Balance load on Additional polling engines in an HA pool
Engine load balancing automatically redistributes monitored nodes between polling engines in a high availability (HA) pool to prevent any single engine from becoming overloaded. It uses a health score and node reassignment limits to keep engines within a healthy operating range and avoid sudden, disruptive changes. The health score is calculated from engine metrics and is influenced by configurable settings, such as metric weights, thresholds, and reassignment limits.
Use engine load balancing to maintain consistent engine health, improve performance, and prevent uneven load across your environment without the ongoing administrative overhead of manually rebalancing polling engines.
Requirements
To use engine load balancing, the following requirements must be met.
-
Additional polling engines must be members of the same HA pool.
-
The HA pool must include at least two active servers and one standby server.
-
Engine load balancing must be enabled for the HA pool on the Pools tab.
-
Additional polling engines must be monitored as nodes, so that CPU, memory, and packet loss metrics are available. If some metrics are unavailable, engine load balancing uses the available metrics. An engine is skipped only if no valid metrics are available and a health score cannot be calculated.
-
Engines in the same HA pool must be able to reach the same monitored nodes.

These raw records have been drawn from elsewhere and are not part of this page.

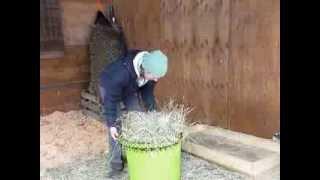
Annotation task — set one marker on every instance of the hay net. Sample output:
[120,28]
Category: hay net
[156,129]
[106,45]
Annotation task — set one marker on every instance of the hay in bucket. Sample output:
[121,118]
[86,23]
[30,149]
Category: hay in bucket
[156,129]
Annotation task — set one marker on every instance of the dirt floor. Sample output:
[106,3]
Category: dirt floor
[65,137]
[73,146]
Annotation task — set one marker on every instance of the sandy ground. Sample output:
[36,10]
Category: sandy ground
[193,168]
[74,147]
[66,136]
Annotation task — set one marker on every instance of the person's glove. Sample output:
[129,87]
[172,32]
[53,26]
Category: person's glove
[114,133]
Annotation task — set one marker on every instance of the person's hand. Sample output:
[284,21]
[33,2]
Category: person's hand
[114,133]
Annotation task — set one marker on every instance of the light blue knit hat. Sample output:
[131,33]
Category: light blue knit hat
[156,63]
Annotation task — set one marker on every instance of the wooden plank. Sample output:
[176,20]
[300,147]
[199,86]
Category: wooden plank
[60,99]
[195,37]
[73,66]
[254,68]
[90,105]
[86,95]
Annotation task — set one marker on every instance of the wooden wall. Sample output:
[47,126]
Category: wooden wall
[223,57]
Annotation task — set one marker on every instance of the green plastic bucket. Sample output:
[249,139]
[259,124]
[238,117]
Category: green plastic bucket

Engine load balancing does not require a virtual IP (VIP) or virtual hostname. You only need to create an HA pool with at least one standby server.
Current limitations
-
Agent‑polled, WMI/WinRM‑polled, and Remote Collector‑polled nodes are never moved. Nodes with installed agents, orchestrators and their edge nodes, and nodes with automatic dependencies are also excluded from load balancing. These nodes remain on their original polling engine.
-
Advanced dependency‑aware balancing (keeping complex application dependencies on the same engine) is not available in this phase.

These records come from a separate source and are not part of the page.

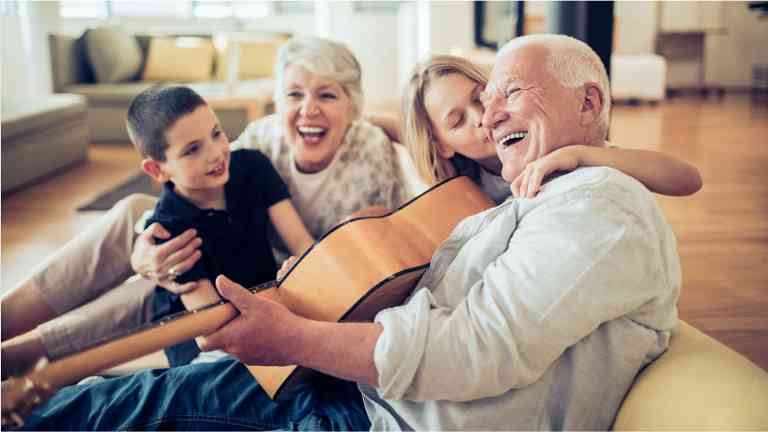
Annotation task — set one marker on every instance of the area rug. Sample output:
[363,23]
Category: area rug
[140,183]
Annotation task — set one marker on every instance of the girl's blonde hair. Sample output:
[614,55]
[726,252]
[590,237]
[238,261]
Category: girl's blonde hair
[418,134]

How engine load balancing works
Engine load balancing periodically evaluates polling engines in each eligible HA pool and moves a limited percentage of nodes away from overloaded engines toward healthier ones.

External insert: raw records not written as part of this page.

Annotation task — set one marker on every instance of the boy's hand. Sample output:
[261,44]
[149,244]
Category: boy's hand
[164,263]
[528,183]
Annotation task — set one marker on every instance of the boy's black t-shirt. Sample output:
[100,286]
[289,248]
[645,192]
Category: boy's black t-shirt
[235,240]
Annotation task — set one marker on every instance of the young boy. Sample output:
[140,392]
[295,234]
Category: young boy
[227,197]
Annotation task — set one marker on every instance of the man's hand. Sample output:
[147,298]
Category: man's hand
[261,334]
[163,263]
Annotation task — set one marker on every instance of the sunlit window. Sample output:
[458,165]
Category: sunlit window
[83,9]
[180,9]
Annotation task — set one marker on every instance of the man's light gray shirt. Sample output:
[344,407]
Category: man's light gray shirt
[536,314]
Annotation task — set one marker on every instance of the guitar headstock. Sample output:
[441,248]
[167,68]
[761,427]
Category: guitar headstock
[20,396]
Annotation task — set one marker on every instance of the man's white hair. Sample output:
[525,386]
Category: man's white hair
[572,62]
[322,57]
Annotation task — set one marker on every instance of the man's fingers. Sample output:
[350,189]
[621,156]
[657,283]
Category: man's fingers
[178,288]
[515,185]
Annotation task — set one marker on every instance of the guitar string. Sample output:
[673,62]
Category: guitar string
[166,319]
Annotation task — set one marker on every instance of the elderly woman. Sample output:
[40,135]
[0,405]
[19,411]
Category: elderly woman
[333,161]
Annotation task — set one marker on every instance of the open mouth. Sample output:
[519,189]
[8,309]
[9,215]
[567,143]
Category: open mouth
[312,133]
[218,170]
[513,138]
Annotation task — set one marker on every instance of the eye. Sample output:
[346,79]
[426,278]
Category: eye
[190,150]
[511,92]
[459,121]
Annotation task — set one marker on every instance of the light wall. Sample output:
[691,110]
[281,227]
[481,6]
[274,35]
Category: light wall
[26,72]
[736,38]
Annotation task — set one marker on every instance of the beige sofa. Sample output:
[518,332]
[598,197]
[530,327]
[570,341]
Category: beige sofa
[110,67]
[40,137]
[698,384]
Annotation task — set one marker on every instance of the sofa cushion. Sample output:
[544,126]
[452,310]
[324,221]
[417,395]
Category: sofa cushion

Engine health score and metrics
Each engine gets a health score from 0% to 100% (higher is healthier), based on the following metrics:
-
Polling completion (higher is better)
-
CPU load (lower is better)
-
Percent memory used (lower is better)
-
Percent packet loss (lower is better)
If some metrics are missing, engine load balancing uses only the available metrics and rescales weights. If no metrics exist for an engine, its health score is treated as null and the engine is skipped.
Health score threshold and safe margin
Two settings control when engines are considered unhealthy and which ones can receive more nodes:
-
Health score threshold: Engines below this value are unhealthy and can shed nodes.
-
Health score safe margin: Engines must be above (threshold + margin) to receive additional nodes.
Example: If the threshold is 80 and margin 5, only engines with health score > 85 can receive new nodes. Engines with scores between 80 and 85 will neither shed nor receive nodes.
Engine capacity and node distribution
When nodes are removed from an unhealthy engine, they are distributed across healthy engines in proportion to each engine’s available capacity. Engines with more capacity receive a larger share of the redistributed nodes.
Node reassign percentage
The node reassign percentage limits how many nodes can move from a single engine during one run. It is defined as a percentage of total number of nodes assigned to that engine; only eligible nodes are considered for the actual moves.
Example: If the node reassign percentage is 10 and an engine has 1,000 nodes, at most 100 eligible nodes can be moved from that engine in a single run. This reduces churn and lets load stabilize over time.
Enable engine load balancing for an HA pool
Engine load balancing is configured per HA pool.
-
In the SolarWinds Platform Web Console, click Settings > My Deployment.
-
Go to the Pools tab.
-
Select an HA pool that includes at least two active servers and at least one standby server.
-
Click Enable Engine Load Balancing.
When enabled, polling engine load is automatically balanced according to engine load balancing settings.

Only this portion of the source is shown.